The Museum of the Great Wall
Quick Link to Gubei Watertown and Simatai (8 watchtowers inside the Watertown) group tour for one day
UPDATE (June 18, 2010)
It has been brought to our attention that some tour companies and travel books are claiming that the Simatai Great Wall is still open for hiking. However, in order to avoid any disappointment or wasted money and time, please be advised that THE SIMATAI GREAT WALL HAS BEEN PERMANENTLY CLOSED TO HIKERS, AND ANY ORGANIZATIONS CLAIMING OTHERWISE ARE DELIBERATELY MISLEADING YOU. We are posting this because we want you to know the whole truth, that way you can make an informed decision on your travel plans based on all of the available information. Thank you for your continued patience and understanding!
Simatai section of the Great Wall is closed for renovation from June 17, 2010. This is a very short notice from Miyun Government and Simatai Authority regarding the repair and renovation. Recently, from our internal source with the company who has been doing construction in Simatai, we were told the Simatai Section of the Great Wall will reopen in October 2014. However, we found from our inspection that Simatai will get closed from being accessible from Jinshanling. Our hiking cannot be resumed. And, opening only 8 watch tower is meaningless for a hike and you will NOT experience what Simatai should be experienced at all.
If you are still interested in visiting today's Simatai for eight watchtowers, we have daily group tour to Gubeik Watertown and Simatai. Please email us for more information.
The Great Wall at Simatai retains its original appearance in the Ming Dynasty (1368 - 1644). With its fantastic scenery and precipitous topography, Simatai Great Wall is a remarkable place for sightseeing, hiking and exploration.
Simatai Great Wall is 5.4 km long (3.4 miles) with all together 35 watchtowers. On the east part of Simatai, the elevation goes abruptly up from 295 meters (968 ft) to 986 meters (3235 ft), making a breathtaking scene.
Simatai Great Wall was built along the steep mountain ridges, with Heavenly Ladder and Sky Bridge being the most thrilling parts. Heavenly Ladder is a steep and narrow (about 50cm/1.64ft at its narrowest point) wall that go up 85 degrees to the mountain peak, with cliffs on both sides. At its end is the Sky Bridge, which is not more than 100 meters (328 ft) long, but only 40 cm (1.3 ft) wide. When this part was being constructed, bricks were bundled on goats’ back to the mountaintop.

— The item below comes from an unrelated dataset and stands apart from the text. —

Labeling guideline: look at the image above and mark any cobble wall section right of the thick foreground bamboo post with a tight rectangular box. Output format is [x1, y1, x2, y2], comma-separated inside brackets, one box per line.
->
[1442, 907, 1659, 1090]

Visitors can admire Simatai Great Wall by ropeway, pulley, or boat. Simatai Great Wall is separated into two parts by Simatai Reservoir, over which a chain bridge runs through east to west. Another popular way is hiking. A popular hike is to traverse from Jinshanling to Simatai, which takes about 4 hours.
The average distance between two watchtowers is 100 – 200 meters (328 – 656 ft), with the nearest two only 44 meters (144 ft) from each other. This is very dense because the average distance is 500 meters (0.3 mile) for the Ming Dynasty Great Wall’s watchtowers.
What is interesting along Simatai is that, visitors can find a section laid with bricks carrying inscriptions that recorded the date on which they were made, and the code number of the armies who made them.
History of the Simatai Great Wall:
Its construction started in the early Hongwu years (1368-1398) of the Ming Dynasty. Like most sections of the Ming Dynasty Great Wall often visited today, this section was also built under the supervision of General Qi Jiguang (1528 - 1588).
Simatai Travel Essentials
Simatai is located about 120 km (75 miles) northeast of Beijing (a 2 hour 30 minute journey from the city center). Great Wall Adventure Club uses high-quality air-conditioned private transport to take the hassle out of getting to the wall.
The steps of the Great Wall at Simatai are rather steep and at some points very narrow. Hikers need to be in good physical condition to complete this hike. However, there are options such as pulleys or ropeways to avoid trek up to the wall.
What to Wear:
Dress for hiking and dress for the weather. Choose comfortable footwear with good grip and support for the feet. Layers of clothes that can be taken on and off allow for greater comfort and temperature control.
Wear/bring sun protection in the summer and dress for sub zero temperatures in the winter. It can feel much colder on the wall than down in the valleys because of altitude and exposure.
What to Bring:
Bring breathable waterproofs for protection from rain and wind. Umbrellas may be used here as the ascents and descents are not difficult, but may be inconvenient in strong winds. Bring snacks and water if you want to walk a long portion of the wall.